Challenge: product of array except self
For each position, the product of everything else — in O(n), and without division.
- Build an answer from prefix and suffix passes
- Handle the zero case that rules out the division shortcut
Optional challenge. Two traps are blocked here: the division shortcut is defeated by a test containing a zero, and the O(n²) recompute is rejected by the read-count efficiency check. You'll need the real O(n) idea.
Return a list where each position holds the product of all the other numbers.
For [1, 2, 3, 4] the answer is [24, 12, 8, 6].
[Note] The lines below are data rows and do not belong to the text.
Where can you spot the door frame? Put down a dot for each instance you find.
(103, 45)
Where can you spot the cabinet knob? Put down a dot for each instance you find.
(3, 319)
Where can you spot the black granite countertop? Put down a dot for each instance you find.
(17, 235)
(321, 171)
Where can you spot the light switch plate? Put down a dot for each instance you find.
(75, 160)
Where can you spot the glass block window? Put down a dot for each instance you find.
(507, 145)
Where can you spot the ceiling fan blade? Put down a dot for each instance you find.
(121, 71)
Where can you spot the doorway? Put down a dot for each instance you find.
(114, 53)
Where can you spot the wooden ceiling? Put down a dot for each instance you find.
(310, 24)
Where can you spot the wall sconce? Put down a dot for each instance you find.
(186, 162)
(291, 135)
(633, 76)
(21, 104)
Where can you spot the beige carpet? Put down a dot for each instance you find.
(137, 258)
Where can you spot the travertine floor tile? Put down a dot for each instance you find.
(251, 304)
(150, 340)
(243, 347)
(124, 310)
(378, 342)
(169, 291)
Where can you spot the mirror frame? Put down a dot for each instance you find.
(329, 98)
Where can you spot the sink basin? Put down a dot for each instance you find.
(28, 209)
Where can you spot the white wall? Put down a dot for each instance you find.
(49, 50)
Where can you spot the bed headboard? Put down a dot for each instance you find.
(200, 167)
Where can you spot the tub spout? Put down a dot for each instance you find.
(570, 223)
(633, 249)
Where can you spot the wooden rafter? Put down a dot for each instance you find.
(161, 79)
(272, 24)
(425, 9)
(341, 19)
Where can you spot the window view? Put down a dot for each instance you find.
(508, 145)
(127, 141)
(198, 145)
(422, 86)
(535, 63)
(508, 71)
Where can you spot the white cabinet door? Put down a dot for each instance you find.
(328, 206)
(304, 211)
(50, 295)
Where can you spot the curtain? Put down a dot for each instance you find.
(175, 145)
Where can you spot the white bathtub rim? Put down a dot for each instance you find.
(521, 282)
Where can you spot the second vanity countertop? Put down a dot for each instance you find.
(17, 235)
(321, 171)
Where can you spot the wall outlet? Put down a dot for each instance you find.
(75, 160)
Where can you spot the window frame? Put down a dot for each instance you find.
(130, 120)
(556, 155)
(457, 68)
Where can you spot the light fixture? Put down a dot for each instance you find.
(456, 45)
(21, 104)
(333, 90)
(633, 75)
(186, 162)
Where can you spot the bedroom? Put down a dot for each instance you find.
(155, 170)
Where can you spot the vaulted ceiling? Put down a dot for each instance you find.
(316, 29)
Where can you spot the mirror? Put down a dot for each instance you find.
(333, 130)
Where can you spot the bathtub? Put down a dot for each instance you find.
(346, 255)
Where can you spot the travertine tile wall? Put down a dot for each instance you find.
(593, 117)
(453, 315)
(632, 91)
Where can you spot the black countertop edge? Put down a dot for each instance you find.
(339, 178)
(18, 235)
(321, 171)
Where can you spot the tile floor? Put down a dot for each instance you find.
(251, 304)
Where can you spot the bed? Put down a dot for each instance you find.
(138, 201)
The tempting shortcut — multiply everything, then divide out each element — breaks
the moment there's a 0 in the list (division by zero), and it's banned for that
reason. Recomputing each product from scratch is O(n²). The clean O(n) solution
uses two sweeps.
Idea: for each index, the answer is (product of everything to its left) × (product of everything to its right). Do one left-to-right pass filling in the running prefix product, then one right-to-left pass multiplying in the running suffix product. No division, two passes.
Write product_except_self(nums): a list where out[i] is the product of every element except nums[i]. No division. Handle zeros. Aim for O(n).
product_except_self([1, 2, 3, 4]) → [24, 12, 8, 6]product_except_self([1, 2, 0, 4]) → [0, 0, 8, 0]The zero case is the giveaway that division won't save you — prefix/suffix products sidestep it entirely.